01-01-2006 - Traces, n.1
Secularity or Secularism

Caprara. “Undue Interference”? Not at All

He was once the secretary of Palmiro Togliatti, the leader of the Italian Communist Party. Now a convinced Catholic, Massimo Caprara speaks of fallen ideologies. “The Church is freedom”

edited by Luca Pesenti

For twenty years, he was Palmiro Togliatti’s secretary, member of parliament in four governments, journalist, and co-founder of the Italian Communist daily Il Manifesto. He eventually rediscovered the Church and the faith, in a journey he described in a book last year (Riscoprirsi uomo [Rediscovering Oneself ], published by Marietti). Child of an age in which Christianity was under siege, he is a privileged witness of an age, our age, in which it is still necessary to explain why there is still a great need for the Church.

In his book, Why the Church?, Fr. Giussani writes, “The Church’s function in history is that of a mother calling back her children to the reality of things. […] The Church indicates the attitude which constitutes the best condition for tackling human problems: its direct task is not to provide man with solutions to the problems he encounters on his way; its function in history is to educate man in the religious sense.” How do you interpret this indication in our age?
I believe that the Church is watching the course of events in Europe and in the world with concerned objectivity, legitimately raising alarms or simply expressing apprehension when doctrine and the faith suggest it, and the active presence of religious tradition demands it. Personally, I think that these interventions are part of the Church’s usual concern for the spiritual health of the nation and for its organic balance between worldliness and freedom. It’s a matter of vigilant support for man’s creative intelligence, solicitude for his humanity. By no means is it undue interference!

How has the role of the Church changed in the course of these past decades?

I think that the Church has strengthened its function, intervening in defense of experiences that cannot change with time, freeing itself from the defense of the temporal power typical of the nineteenth century, and taking up the role of peace builder, mediating in conflicts between nations and states. Wojtyla, in particular, was a great champion of peace, and contributed towards the overthrow of ideologies by continually appealing to reality, to truth, and to the dignity of all men. He was the greatest example of how battles can be won without wars, by acknowledging man as the center of life.

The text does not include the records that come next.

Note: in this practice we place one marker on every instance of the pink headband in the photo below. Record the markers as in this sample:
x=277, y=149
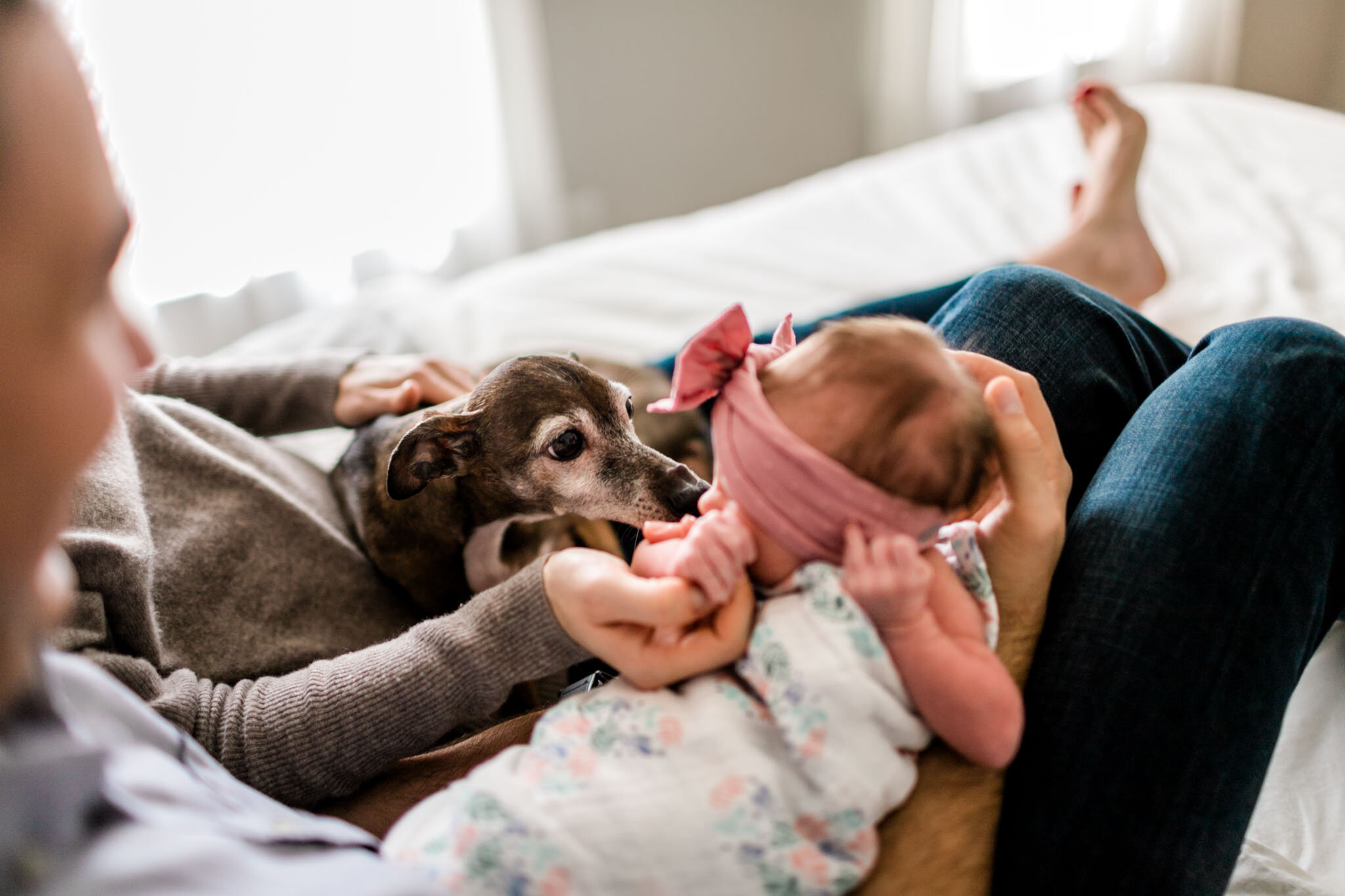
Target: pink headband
x=797, y=494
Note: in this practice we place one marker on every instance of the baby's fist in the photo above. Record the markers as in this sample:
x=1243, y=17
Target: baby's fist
x=887, y=576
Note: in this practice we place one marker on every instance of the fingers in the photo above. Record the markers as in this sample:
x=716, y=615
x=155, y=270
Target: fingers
x=1033, y=472
x=715, y=644
x=984, y=370
x=440, y=381
x=649, y=602
x=661, y=531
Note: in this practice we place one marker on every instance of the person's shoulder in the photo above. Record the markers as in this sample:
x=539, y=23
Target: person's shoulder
x=100, y=707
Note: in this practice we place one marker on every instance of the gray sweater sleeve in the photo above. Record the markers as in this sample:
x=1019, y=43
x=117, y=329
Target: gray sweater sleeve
x=324, y=730
x=263, y=395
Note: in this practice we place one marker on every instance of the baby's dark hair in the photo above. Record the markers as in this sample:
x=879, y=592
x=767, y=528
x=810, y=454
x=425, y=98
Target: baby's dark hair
x=902, y=367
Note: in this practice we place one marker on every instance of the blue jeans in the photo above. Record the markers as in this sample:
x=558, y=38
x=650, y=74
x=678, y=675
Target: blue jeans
x=1199, y=576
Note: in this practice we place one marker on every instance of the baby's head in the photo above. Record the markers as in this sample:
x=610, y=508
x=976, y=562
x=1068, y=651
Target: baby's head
x=881, y=396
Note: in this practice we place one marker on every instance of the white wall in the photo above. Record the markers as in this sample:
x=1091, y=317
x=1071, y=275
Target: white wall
x=665, y=106
x=1294, y=49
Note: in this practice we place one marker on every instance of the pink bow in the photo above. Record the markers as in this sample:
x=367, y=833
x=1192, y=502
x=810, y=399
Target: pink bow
x=707, y=363
x=786, y=486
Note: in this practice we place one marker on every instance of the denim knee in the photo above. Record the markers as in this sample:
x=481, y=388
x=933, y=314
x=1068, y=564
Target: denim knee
x=1019, y=303
x=1285, y=352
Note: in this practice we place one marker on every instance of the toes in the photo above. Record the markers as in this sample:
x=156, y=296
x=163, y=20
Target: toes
x=1083, y=88
x=1088, y=119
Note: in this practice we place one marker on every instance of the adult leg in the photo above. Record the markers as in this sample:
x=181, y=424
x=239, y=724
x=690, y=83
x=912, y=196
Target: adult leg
x=1097, y=359
x=1199, y=576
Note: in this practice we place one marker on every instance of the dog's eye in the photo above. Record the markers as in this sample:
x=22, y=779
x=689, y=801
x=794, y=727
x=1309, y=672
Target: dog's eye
x=567, y=446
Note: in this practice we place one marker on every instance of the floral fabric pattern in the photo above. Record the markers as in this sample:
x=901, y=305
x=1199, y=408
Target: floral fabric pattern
x=768, y=778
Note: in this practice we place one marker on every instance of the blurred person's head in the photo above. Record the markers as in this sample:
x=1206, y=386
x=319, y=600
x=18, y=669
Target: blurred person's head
x=65, y=345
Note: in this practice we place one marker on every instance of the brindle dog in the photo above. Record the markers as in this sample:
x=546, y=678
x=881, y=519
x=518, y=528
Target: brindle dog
x=540, y=436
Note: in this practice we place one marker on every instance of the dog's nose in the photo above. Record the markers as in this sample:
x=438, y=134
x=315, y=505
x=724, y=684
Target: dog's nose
x=686, y=492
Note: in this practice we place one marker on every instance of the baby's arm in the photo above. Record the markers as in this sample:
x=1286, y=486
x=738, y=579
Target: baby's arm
x=935, y=634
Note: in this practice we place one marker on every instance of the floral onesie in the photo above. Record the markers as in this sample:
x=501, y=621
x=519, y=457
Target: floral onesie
x=767, y=778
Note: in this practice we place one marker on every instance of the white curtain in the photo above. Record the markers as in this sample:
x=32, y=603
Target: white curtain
x=938, y=65
x=276, y=154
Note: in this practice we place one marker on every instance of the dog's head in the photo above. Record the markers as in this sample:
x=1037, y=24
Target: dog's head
x=544, y=435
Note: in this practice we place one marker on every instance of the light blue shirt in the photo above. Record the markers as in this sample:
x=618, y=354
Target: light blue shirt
x=101, y=796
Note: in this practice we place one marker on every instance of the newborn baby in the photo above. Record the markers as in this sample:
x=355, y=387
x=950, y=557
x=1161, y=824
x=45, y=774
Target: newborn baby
x=837, y=464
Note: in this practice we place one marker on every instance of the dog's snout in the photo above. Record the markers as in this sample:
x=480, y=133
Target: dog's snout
x=685, y=492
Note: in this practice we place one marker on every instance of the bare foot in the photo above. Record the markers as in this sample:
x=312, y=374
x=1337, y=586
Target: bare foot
x=1107, y=246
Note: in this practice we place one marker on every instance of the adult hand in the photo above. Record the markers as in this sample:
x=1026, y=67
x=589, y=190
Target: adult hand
x=397, y=385
x=613, y=613
x=1021, y=527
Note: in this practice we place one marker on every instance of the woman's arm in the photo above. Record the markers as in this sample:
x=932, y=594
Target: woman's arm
x=323, y=730
x=337, y=387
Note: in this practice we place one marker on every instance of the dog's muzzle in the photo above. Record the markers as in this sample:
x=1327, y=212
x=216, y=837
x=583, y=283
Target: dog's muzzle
x=685, y=490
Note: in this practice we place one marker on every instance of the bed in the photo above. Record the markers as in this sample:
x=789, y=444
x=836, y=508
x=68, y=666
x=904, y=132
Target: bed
x=1245, y=196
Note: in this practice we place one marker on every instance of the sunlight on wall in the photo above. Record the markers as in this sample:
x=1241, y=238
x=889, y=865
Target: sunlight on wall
x=1012, y=42
x=257, y=136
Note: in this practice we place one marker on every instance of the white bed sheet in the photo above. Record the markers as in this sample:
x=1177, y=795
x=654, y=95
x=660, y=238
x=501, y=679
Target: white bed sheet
x=1243, y=194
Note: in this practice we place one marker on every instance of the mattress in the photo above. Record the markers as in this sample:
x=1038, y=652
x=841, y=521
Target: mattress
x=1245, y=196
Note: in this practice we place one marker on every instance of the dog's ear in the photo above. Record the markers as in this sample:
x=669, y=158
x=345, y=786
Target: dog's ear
x=440, y=445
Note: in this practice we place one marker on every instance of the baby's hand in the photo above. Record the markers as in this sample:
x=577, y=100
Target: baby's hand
x=712, y=553
x=887, y=576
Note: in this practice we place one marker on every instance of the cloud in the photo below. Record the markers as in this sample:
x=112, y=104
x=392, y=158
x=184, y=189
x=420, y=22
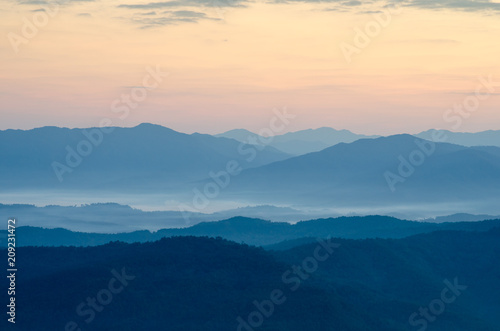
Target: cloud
x=186, y=3
x=188, y=13
x=470, y=5
x=368, y=6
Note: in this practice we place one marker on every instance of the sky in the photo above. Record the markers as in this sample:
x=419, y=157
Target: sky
x=373, y=67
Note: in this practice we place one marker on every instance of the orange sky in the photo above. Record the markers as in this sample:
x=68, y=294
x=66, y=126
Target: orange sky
x=230, y=66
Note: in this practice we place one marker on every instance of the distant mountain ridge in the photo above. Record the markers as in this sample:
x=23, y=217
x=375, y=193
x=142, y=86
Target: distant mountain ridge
x=484, y=138
x=355, y=173
x=253, y=231
x=299, y=142
x=143, y=157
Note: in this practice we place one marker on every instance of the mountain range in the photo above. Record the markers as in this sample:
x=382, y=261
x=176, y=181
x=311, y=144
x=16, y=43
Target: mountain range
x=329, y=284
x=391, y=173
x=253, y=231
x=145, y=157
x=299, y=142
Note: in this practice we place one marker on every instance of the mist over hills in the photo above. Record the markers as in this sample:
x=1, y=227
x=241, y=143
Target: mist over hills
x=185, y=282
x=299, y=142
x=355, y=173
x=485, y=138
x=390, y=173
x=143, y=157
x=253, y=231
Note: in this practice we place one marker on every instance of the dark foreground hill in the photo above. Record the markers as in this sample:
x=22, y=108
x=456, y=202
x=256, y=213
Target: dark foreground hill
x=192, y=284
x=253, y=231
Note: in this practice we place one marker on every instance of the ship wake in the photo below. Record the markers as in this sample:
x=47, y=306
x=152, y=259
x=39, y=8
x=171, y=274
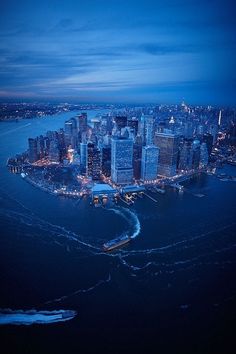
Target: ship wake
x=30, y=317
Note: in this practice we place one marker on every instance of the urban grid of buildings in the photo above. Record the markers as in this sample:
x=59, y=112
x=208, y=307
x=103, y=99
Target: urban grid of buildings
x=136, y=145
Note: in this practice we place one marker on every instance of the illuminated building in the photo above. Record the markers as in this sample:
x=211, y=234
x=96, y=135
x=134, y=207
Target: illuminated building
x=82, y=120
x=133, y=123
x=83, y=157
x=93, y=161
x=33, y=152
x=168, y=145
x=106, y=160
x=196, y=153
x=186, y=155
x=54, y=154
x=121, y=122
x=137, y=156
x=203, y=155
x=121, y=160
x=149, y=162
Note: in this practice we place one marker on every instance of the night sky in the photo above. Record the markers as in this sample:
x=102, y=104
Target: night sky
x=119, y=51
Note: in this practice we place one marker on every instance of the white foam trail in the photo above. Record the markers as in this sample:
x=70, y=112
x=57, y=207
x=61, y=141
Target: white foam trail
x=13, y=130
x=21, y=317
x=134, y=220
x=44, y=225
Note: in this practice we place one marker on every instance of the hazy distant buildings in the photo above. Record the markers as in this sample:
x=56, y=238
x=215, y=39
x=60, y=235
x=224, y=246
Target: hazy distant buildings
x=149, y=163
x=121, y=160
x=168, y=145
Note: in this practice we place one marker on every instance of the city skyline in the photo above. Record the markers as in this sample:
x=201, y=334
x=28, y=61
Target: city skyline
x=102, y=51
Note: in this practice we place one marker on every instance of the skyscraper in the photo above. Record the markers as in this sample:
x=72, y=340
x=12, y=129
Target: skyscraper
x=106, y=160
x=196, y=153
x=186, y=155
x=168, y=145
x=33, y=152
x=121, y=160
x=93, y=161
x=149, y=162
x=137, y=156
x=121, y=122
x=83, y=157
x=54, y=153
x=203, y=155
x=82, y=122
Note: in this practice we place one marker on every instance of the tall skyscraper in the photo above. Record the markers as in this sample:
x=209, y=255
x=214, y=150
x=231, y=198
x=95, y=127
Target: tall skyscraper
x=121, y=122
x=203, y=155
x=137, y=156
x=168, y=145
x=121, y=160
x=106, y=160
x=196, y=153
x=83, y=158
x=54, y=153
x=133, y=123
x=93, y=161
x=186, y=155
x=33, y=152
x=208, y=139
x=68, y=132
x=82, y=120
x=149, y=162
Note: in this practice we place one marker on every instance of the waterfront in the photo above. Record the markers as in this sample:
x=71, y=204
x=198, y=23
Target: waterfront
x=172, y=286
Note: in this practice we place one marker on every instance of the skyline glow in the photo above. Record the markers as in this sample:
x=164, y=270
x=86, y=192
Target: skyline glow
x=119, y=51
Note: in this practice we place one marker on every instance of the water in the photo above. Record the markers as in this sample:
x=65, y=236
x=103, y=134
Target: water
x=171, y=290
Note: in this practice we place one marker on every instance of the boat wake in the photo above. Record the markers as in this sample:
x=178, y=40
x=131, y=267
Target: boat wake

Are we now safe from ideologies?
The battle is anything but won. The ideologies today are the debris of failed ideologies, but they are more totalitarian, because they are apparently libertarian. This is why the Pope’s concern to defend life is the help he gives in combating the emptiness of ideology and its cultural predominance, as the Second Vatican Council pointed out forty years ago.

The totalitarianism of last century always tried to deny the Church freedom of expression, reducing it to silence. In your own experience, what is missing in a society when the Church is denied and violated?
When a society denies freedom of expression, the whole historical and social scene suffers and falls back, innocent victims suffer, and values and institutions proper to democracy and life are lost. The Church is freedom, as St. Ambrose wrote. Without it or against it there is no life; man becomes impotent against despair and loses all hope. In the Church, the homo viator finds his completeness, and in freedom the search for the better. When the Pope asks for more freedom, he asks it for everyone, not only for Christians.